There will be outfits from the Enlightenment to Regency era on display. This era saw the beginnings of the three-piece suit, as well as new takes on the previous designs of waistcoats, coats and breeches. Waistcoats were lengthened, full dress coats had no collar and the trim was decorated with intricate embroidery and buckles appeared on breeches, as men began to be wear breeches over stockings.
Also on display will be outfits demonstrating the Victorian era, which was the age of new materials, coloured dyes and the sewing machine also had come of age. The menswear staples (shirt, waistcoat, trousers and coats), were once again re-designed for a new era. The waistcoats and coats were more fitted, linen shirts sported turned down collars (in the previous era shirts were defined with ruffles and lace), while trousers had fly fronts and breeches were only used for horse riding or formal occasions.
Menswear also started to become accessorised with bowler hats and top hats, neckties were worn in a four-in-hand knot and ascot ties also became popular. The later part of the era saw the rise of three-piece suits and the designs and patterns of shirt fabric were experimented with. Importantly this era saw the birth of the blazer and tuxedo.
A bit more recognisable to the modern man, will be the outfits from the early 20th Century. Tailors began to redesign menswear, mainly due to the changing physique; waist coats were single breasted, blazers featured embroidery and coloured fabrics and striped fabrics played a major part in the design of blazers, shirts, waistcoats and trousers. Also tuxedo jackets were finished with satin and silk facings and the three-piece suit featured a waistcoat, jacket and pair of trousers, cut from the same cloth - often in the style of a zoot suit. Calf-length overcoats also became quite popular.
It is the later part of the 20th century, which saw much experimentation in menswear, there was the double breasted suit, cuffed trousers and causal shirt of the 50s and 60s, then of course the rise of jeans and wide collar shirts of the 70s.
The 90s ushered in flannel, leather jackets and tracksuits, while 21st Century fashion currently remains retro inspired, with vintage tees and military and mod designs reworked for the modern consumer.
The exhibition will feature over 80 works from celebrated designers such as Thom Browne, who is best known for sleek tailoring, the avant-garde Pierre Cardin, the grand couturier Jean Paul Gaultier and Vivienne Westwood, who best known for her punk and new wave fashions. There will be the work of many Australian designers also on show.
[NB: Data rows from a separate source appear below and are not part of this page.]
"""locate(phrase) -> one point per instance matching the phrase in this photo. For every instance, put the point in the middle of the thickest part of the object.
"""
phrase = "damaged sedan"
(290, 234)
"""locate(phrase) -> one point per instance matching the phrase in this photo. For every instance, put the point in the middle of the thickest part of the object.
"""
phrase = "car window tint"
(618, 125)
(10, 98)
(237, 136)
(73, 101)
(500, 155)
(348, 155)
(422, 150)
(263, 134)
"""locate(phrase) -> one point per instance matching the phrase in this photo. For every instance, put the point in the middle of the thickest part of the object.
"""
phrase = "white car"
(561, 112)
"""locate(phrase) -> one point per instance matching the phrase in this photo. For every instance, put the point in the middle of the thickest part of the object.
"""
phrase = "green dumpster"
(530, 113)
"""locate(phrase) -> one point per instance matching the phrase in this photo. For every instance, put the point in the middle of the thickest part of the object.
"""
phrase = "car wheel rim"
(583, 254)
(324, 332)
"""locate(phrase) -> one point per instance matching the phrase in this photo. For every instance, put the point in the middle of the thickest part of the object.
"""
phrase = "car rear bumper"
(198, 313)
With the exhibition running from March 11, 2011 to November 27, 2011, the NGV has also curated a program of events, such as a workshop and a series of events, including a free screening of Zoolander on 17 Apr 2011 at 2:00pm, a free fashion parade and a series of free seminars with curator Katie Somerville, assistant curator Paola Di Trocchio and TV presenter Dhav Naidu. There is also the free ongoing Art Sparks event entitled Oh Man! Art you wear, designed for children aged 3.
ManStyle is free and provides a fascinating cultural and historical look at mens fashion. It is a great way to soak up the fashion festival atmosphere this autumn in Melbourne!